Topic 6
Blog 1 of 3, Emerging business architecture; changing role of EA and IT
For my first post, I want to focus on the value of Business Architecture. Business architecture is what I have lived and breathed for more than a decade of my life. The discipline has considerably matured. My first Business Architect (BA) position was within a domain, Marketing to be specific. There were eight of us, which is unheard of today within any domain at my organization. At that time, we performed all types of roles, from process engineering and change management to risk management and business analysis. I considered myself a jack of all trades, not realizing I wouldn’t perform true BA services until many years later.
That being said, in the Overview to this module Business Architectures was described as, “…the bridge between the enterprise business model and enterprise strategy on one side, and the business functionality of the enterprise on the other side.” When I give my elevator speech on BA value, I say: “Executives will always have big fluffy ideas. If given to execution houses, they won’t know what to do with them or they won’t look at them from the full perspective of people, process, information and technology. Something vital piece will be missed. That’s where a BA plays a vital role. We take that big fluffy idea and break it down to a point that is understandable and consumable.” Then, I show them a spider gram like the one below.
Anyone could do what I do; but, the beauty of Business Architecture is putting this, the strategy view of the Enterprise Architecture, into a relational model. When at such ceremonies as Big Room Planning, and someone decides one of these orange diamonds is deprioritized, I can turn to the responsible executive and say, “That will impact this goal, how would you like to close that gap?” It’s all about decision insights. That’s the value I provide. I felt the William Ulrich article, The Essence of Business Architecture, supported this position.
As a humorous note, I’ve noticed many other roles stating they are “the bridge between strategy and execution.” Just this week, at a Change Management conference for my organization, the keynote speaker showed a diagram showing them as the bridge.
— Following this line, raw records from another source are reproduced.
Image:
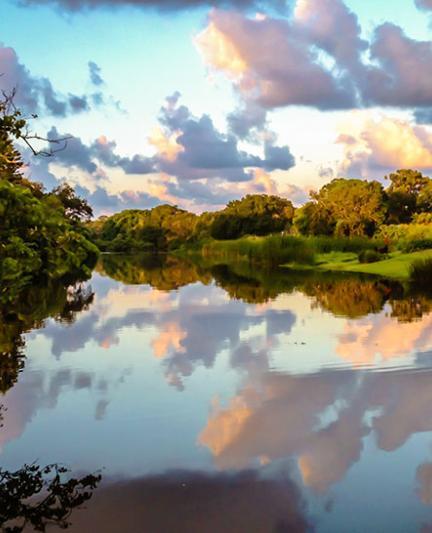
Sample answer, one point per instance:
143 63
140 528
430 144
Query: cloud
269 62
36 94
95 74
194 164
373 145
424 4
423 116
402 76
424 481
162 5
317 58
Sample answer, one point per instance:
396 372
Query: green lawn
396 266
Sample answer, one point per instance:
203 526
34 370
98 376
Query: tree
40 234
75 208
403 193
313 219
37 497
255 214
356 206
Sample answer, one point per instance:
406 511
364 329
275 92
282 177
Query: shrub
370 256
421 273
416 245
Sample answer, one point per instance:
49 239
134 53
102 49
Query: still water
218 398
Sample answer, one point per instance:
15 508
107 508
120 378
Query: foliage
40 233
271 250
255 214
37 497
356 207
313 219
421 273
408 190
370 256
160 228
324 244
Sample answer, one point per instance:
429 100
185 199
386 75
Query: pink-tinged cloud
424 4
162 5
269 61
373 145
316 59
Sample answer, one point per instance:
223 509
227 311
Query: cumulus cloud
424 4
162 5
316 58
402 76
35 94
95 73
373 145
270 62
194 163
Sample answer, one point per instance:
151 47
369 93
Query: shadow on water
348 295
272 418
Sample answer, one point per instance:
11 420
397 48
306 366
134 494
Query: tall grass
272 250
323 244
421 273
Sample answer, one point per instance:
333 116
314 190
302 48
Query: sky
196 102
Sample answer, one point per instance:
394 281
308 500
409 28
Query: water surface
221 398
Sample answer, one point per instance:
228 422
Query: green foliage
313 219
323 244
161 228
370 256
40 233
406 237
416 245
355 207
37 239
255 214
405 194
271 250
421 273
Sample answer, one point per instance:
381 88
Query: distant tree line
341 208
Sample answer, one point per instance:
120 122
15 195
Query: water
216 398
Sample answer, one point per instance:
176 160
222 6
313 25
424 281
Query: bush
421 273
370 256
416 245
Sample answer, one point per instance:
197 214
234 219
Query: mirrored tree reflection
56 300
36 497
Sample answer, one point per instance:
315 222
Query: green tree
406 186
255 214
357 207
313 219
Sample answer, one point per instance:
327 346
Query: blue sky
145 55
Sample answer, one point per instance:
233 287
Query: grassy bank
315 253
397 265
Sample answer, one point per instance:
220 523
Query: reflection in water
37 497
241 375
189 502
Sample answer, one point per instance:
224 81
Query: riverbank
311 253
397 264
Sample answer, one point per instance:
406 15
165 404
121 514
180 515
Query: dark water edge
251 399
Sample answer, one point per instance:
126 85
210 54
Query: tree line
341 208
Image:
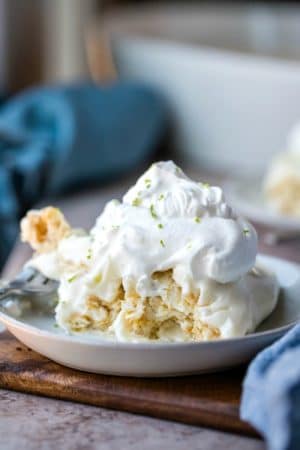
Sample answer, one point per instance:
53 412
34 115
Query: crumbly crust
43 229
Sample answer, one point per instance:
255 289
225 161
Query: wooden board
208 400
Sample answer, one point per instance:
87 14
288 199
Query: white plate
162 359
247 198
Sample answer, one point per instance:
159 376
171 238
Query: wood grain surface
209 400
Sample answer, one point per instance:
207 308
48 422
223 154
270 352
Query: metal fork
28 283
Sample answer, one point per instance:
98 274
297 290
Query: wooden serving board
208 400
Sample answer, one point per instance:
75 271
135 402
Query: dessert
282 181
170 262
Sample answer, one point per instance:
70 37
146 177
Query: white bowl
162 359
231 76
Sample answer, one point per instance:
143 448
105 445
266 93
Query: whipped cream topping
165 221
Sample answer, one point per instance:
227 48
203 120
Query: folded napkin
271 393
57 138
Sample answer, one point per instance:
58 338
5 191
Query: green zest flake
136 202
71 279
148 183
152 212
98 278
246 231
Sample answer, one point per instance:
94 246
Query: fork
29 282
19 295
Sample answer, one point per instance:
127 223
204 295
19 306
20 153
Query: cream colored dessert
282 181
170 262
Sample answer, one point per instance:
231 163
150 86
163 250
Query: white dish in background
230 75
162 359
247 198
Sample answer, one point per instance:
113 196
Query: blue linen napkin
60 137
271 393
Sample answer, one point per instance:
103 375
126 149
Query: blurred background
229 70
225 77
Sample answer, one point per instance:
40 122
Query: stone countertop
34 423
30 422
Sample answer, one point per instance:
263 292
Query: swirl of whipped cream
167 221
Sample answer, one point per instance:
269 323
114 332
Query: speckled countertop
34 423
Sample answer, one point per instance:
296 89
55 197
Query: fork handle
6 290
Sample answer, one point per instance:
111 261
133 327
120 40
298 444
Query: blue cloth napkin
57 138
271 393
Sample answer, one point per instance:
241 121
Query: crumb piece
44 229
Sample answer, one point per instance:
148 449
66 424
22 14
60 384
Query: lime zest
136 201
152 212
97 278
71 279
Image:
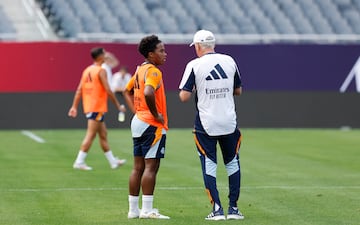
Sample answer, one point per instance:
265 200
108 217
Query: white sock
133 203
81 157
147 203
110 157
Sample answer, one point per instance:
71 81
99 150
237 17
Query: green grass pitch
289 177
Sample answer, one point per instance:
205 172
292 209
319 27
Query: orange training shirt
94 96
148 74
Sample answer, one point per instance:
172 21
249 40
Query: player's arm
187 84
153 81
77 97
149 93
129 94
105 83
237 82
184 95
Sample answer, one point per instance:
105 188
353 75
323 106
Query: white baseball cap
203 36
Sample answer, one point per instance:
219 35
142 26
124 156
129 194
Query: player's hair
148 44
96 52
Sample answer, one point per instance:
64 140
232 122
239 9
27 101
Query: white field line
183 188
33 136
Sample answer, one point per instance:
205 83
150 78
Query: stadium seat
187 16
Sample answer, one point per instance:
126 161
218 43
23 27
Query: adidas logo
217 73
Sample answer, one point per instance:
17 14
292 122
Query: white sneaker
81 166
118 163
133 214
153 214
216 215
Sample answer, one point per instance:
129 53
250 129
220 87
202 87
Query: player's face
159 55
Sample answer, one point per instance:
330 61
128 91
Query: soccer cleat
153 214
234 214
216 215
133 214
81 166
118 163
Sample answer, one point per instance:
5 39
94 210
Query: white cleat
153 214
81 166
133 214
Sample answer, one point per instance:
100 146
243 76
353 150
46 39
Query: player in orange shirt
94 91
145 96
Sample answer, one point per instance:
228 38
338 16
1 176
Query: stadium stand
76 19
7 30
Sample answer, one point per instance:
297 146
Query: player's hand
122 108
160 118
72 112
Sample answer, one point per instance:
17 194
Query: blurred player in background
94 91
145 95
110 62
215 78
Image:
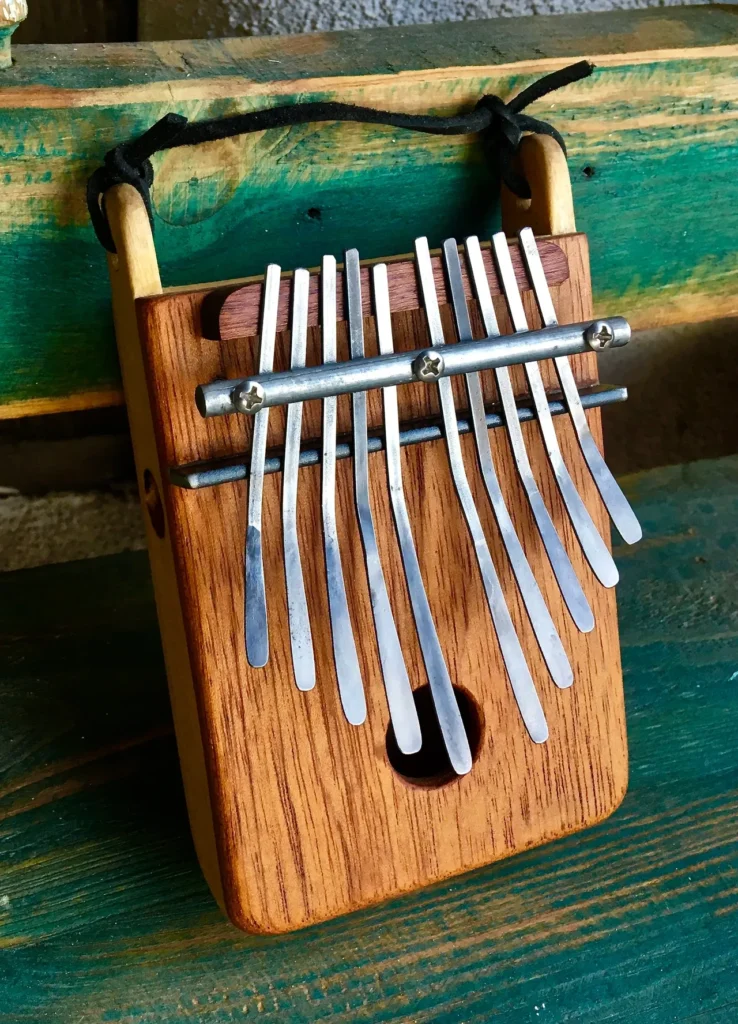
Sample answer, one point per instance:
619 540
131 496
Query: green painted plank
659 132
105 918
658 248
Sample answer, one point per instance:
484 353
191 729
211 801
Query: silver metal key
256 629
592 544
444 700
615 502
348 672
546 634
518 672
300 636
397 686
563 569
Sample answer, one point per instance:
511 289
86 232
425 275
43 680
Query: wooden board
298 795
649 135
104 914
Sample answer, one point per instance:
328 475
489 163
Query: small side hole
430 766
154 505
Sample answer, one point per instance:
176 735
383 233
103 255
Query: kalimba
377 513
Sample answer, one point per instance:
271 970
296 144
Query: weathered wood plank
650 135
103 914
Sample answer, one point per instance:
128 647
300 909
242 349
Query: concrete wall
198 18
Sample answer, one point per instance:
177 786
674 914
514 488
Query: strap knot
502 126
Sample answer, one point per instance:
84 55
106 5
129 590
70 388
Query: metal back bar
265 390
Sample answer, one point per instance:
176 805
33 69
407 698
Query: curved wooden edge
134 273
551 210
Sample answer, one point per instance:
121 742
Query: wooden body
297 815
62 108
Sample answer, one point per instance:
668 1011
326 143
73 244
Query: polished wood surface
299 797
230 314
105 918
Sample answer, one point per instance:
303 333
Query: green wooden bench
103 912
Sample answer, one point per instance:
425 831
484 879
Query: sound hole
153 503
430 766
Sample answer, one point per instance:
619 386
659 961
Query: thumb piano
378 520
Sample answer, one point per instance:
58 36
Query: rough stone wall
185 18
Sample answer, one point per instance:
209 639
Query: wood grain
294 787
104 915
223 211
233 314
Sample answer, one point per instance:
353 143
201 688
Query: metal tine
397 685
348 672
257 633
592 544
449 718
615 502
300 636
563 570
518 671
546 634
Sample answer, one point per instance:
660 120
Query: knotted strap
501 125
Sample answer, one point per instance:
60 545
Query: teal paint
635 920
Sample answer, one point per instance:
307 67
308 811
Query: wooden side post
134 273
12 12
551 209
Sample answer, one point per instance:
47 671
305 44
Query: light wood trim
134 273
551 210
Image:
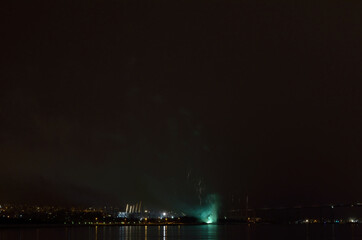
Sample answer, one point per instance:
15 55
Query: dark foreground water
251 232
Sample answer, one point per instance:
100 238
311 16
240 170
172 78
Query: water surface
241 232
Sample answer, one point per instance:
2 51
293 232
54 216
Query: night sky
114 101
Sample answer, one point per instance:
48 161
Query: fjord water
241 232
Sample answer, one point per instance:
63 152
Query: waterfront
183 232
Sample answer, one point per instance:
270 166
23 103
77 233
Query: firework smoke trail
207 211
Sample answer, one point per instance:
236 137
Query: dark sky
112 101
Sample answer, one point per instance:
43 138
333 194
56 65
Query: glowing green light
208 213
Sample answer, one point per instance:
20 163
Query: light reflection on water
241 232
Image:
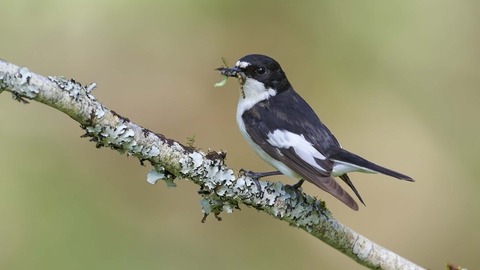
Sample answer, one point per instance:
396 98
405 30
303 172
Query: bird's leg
296 187
256 175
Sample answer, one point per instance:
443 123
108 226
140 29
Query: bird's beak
230 72
233 72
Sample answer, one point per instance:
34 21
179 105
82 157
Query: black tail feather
347 157
346 179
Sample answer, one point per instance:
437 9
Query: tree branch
220 188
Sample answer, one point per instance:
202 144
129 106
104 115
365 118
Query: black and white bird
286 133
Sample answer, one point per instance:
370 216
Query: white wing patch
303 148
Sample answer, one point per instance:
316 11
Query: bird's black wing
292 116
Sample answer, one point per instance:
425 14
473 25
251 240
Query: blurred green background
396 81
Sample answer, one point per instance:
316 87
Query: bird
285 132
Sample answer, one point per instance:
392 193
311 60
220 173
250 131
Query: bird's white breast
255 92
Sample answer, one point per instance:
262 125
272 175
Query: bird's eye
261 70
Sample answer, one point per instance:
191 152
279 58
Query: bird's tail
362 164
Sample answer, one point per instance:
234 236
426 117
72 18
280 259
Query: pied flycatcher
285 132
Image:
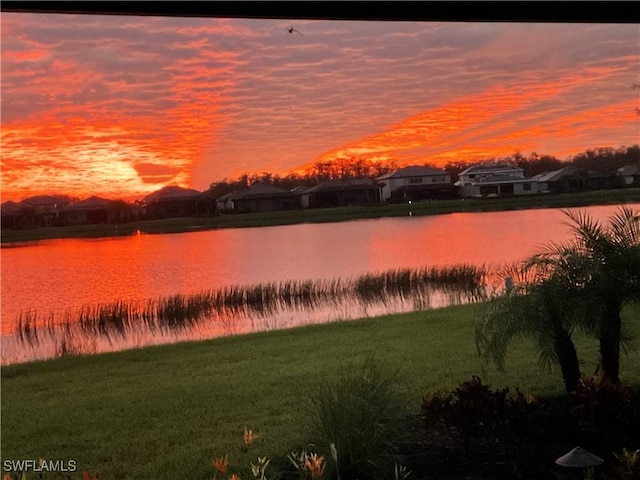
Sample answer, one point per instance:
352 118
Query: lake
56 276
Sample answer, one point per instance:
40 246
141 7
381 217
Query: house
172 201
495 180
94 210
10 213
629 175
415 183
43 210
259 197
342 192
571 179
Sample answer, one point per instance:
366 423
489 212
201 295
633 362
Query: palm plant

I took the opportunity to grab a microphone to address my observation and make the bold statement that we ALL are the bridge. But, we need to learn to leverage and synergize with one another as one unified bridge. The executive sponsor of the conference found me at break to state my comments were “on point.” It takes many of us to make strategy successful.
Blog 2 of 3, Emerging business architecture; changing role of EA and IT
I keep up with the Enterprise and Business Architecture hype cycles and related sources. For this second post, I want to address what I’m personally seeing for Business Architecture for large organizations. Primarily, it’s that we cannot play at all levels and we have to leverage others. I’m at the enterprise level, located within the chief strategy officer’s organization. The diagram below is a role view of the connection between Strategy and Execution. It takes many roles to complete the strategy-to-execution view. Each domain has a culture of its own; and in many cases, various execution methods—from waterfall to nine different agile versions just in one line of business alone. But, at the strategy level, we have only three strategic priorities and seven cascading imperatives. Those of us at the enterprise business architecture level have to create extensions of ourselves to complete the model.
Just this year, we’ve created a hub and spoke structure for Business Architecture. With six enterprise architects at the hub (strategy level), we’ve established spokes within several domains, and we’re piloting it now. We’re learning the right level of granularity we hand-off to the domain business architects. We’re also learning how they populate the model to create the feedback loop back up to strategy. When I was in a smaller and mildly-regulated company, I couldn’t understand the complexity of being a large, heavily-regulated organization. Having those domain business architects has overcome many obstacles, namely culture, taxonomy, and scalability.
Blog 3 of 3, Emerging business architecture; changing role of EA and IT
For this last post, I want to quickly address the changing role on BA with respect to IT. Companies are scrambling to keep up with digital transformation. There has been a long movement to make IT roles more business savvy, called Business Technologists. Meaning IT roles are more purposefully developed to become business knowledgeable, such as in finance, marketing, and human resources, enabling them to better serve business executives. Lots of research exists on this topic. We’ve heard the call recently that business roles need to become more technology savvy since the enabling layer is so technology dependent. In deconstructing strategies, after all, we have to be able to deconstruct to a level the technical architects understand the business intent and verify their solutions (to my diagram in Blog 1) fill the gaps. I was tasked to research what this means to Business Architecture. Surprisingly, not much guidance exists. I’ve been adlibbing much of the content in lieu of solid sources, but thru socialization I’m finding I’m directionally correct. In summary, more will be fleshed out on this topic, but BAs need to be more technology savvy than in decades past.